Meeting of the Parliament (Virtual) 26 January 2021
At decision time, the Scottish Green Party will support the general principles of the bill, which is what we will be voting on. The bill might not be the finished article, but we have heard from Mr Paterson that he is more than happy to engage with others to provide clarification.
The bill is about the defence having access to a post mortem rather than having to rely exclusively on the one that is provided by the Crown Office and Procurator Fiscal Service. Crucially, it is about timing. We are told by the Crown Office that it takes, on average, 14 days before it can send the result of a PM to the defence. Could that be improved? There are issues relating to the number of forensic pathologists and to conflict.
Mr Paterson is to be commended, because his work has driven the creation of the protocol, but it is not the finished article. The cabinet secretary talked about—I hope that I am quoting him correctly—the success of the protocol. First and foremost, it is a protocol, not a legislative requirement.
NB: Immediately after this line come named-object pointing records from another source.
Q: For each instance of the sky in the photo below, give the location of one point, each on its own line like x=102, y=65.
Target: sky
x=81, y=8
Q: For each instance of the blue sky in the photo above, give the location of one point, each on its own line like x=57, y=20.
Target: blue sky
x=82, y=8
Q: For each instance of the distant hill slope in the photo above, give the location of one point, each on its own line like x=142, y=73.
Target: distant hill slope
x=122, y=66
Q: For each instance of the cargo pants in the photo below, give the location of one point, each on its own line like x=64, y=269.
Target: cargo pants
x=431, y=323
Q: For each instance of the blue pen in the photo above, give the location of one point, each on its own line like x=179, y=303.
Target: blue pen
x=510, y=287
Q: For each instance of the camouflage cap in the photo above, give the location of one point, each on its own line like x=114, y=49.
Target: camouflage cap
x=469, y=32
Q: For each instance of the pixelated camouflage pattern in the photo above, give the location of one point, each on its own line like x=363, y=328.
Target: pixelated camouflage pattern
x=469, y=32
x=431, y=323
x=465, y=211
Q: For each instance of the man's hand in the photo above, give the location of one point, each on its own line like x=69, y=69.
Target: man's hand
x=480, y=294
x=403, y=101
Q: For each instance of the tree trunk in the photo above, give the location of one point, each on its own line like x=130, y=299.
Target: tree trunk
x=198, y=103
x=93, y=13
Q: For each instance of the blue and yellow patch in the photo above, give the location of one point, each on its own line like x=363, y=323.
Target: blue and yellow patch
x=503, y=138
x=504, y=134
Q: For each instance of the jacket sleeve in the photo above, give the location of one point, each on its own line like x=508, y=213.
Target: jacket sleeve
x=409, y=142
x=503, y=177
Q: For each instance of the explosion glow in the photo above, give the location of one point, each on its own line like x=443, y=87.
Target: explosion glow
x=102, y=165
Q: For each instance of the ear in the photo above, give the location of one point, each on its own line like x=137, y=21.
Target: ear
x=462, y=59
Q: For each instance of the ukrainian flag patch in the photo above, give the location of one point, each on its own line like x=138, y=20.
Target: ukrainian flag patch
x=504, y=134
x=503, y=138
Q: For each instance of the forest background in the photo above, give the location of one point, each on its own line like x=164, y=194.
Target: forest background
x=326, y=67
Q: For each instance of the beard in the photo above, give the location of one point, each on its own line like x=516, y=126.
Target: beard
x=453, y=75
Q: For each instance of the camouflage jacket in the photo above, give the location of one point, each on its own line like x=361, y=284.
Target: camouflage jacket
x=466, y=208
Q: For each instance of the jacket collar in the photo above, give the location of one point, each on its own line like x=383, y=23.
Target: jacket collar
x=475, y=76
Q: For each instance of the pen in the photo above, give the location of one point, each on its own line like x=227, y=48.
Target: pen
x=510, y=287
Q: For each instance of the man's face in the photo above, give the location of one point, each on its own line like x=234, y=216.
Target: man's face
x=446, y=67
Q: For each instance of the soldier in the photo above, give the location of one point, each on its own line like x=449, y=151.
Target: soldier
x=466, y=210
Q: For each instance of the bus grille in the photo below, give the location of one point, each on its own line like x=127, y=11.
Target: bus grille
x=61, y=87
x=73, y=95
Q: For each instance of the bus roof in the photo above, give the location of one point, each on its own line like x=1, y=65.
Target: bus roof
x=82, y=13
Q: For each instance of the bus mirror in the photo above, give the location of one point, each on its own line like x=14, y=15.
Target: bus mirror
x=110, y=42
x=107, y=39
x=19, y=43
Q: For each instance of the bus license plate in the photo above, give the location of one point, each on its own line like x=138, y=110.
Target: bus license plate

I take issue with the cabinet secretary saying that Mr Paterson’s proposal will give defence agents little choice but to go ahead with a post mortem. Our legal system is full of time restraints and requirements, and I think more of defence agents than that.
It was suggested that an accused might be a family member of the deceased, but we must deal with such situations at the moment. The idea that the bill will have no merit because of issues relating to the disclosure of such information seems to be entirely fanciful.
I take a rights-based approach. When Mr Paterson approached me—I should declare that I am a signatory to the bill—my initial concern was that I did not want the bill to do anything that would deny the defence the opportunity to have full access to all evidence that could be exculpatory, and I am entirely satisfied that it does not. In his letter to the committee, Mr Paterson told us that no other jurisdiction has such an open-ended approach.
The shortage of pathologists should be dealt with. We know that there are shortages of professionals in various fields, and that that can give rise to a conflict of interests.
Some members have alluded to the Law Society’s evidence. I thought that its comments about video evidence and “best evidence”, which is a legal term, were very good.
In the brief time that I have left, I want to talk about parliamentary scrutiny, which has been entirely back to front in this instance. The proposer of the bill is the last person whom the committee should see, not the first person. We should hear from the member after we have heard and addressed concerns.
I know full well the work that has gone into the bill. I do not doubt that there are some genuine concerns, but the bill is a worthwhile proposal. It would cause detriment to no one; it is about enhanced practice. The bill should not fall because of the administrative process of scrutiny or, in this instance, a lack of scrutiny.
Other members have alluded to the situation with Claire Baker’s Culpable Homicide (Scotland) Bill, which was debated last week. That was another bill that sought to directly address widespread public concerns.
I agree with Mr Paterson that agreeing to the general principles of the bill does not imply that it should be passed at stage 3; rather, it confirms that the proposal is a good idea that is worthy of further examination. That there might not be time or capacity to carry out that examination does not suddenly negate the bill’s merits. It is the merits of the proposal, not our procedures, that we are adjudicating on at decision time. The bill is a sound proposal, and I urge members to support it at decision time.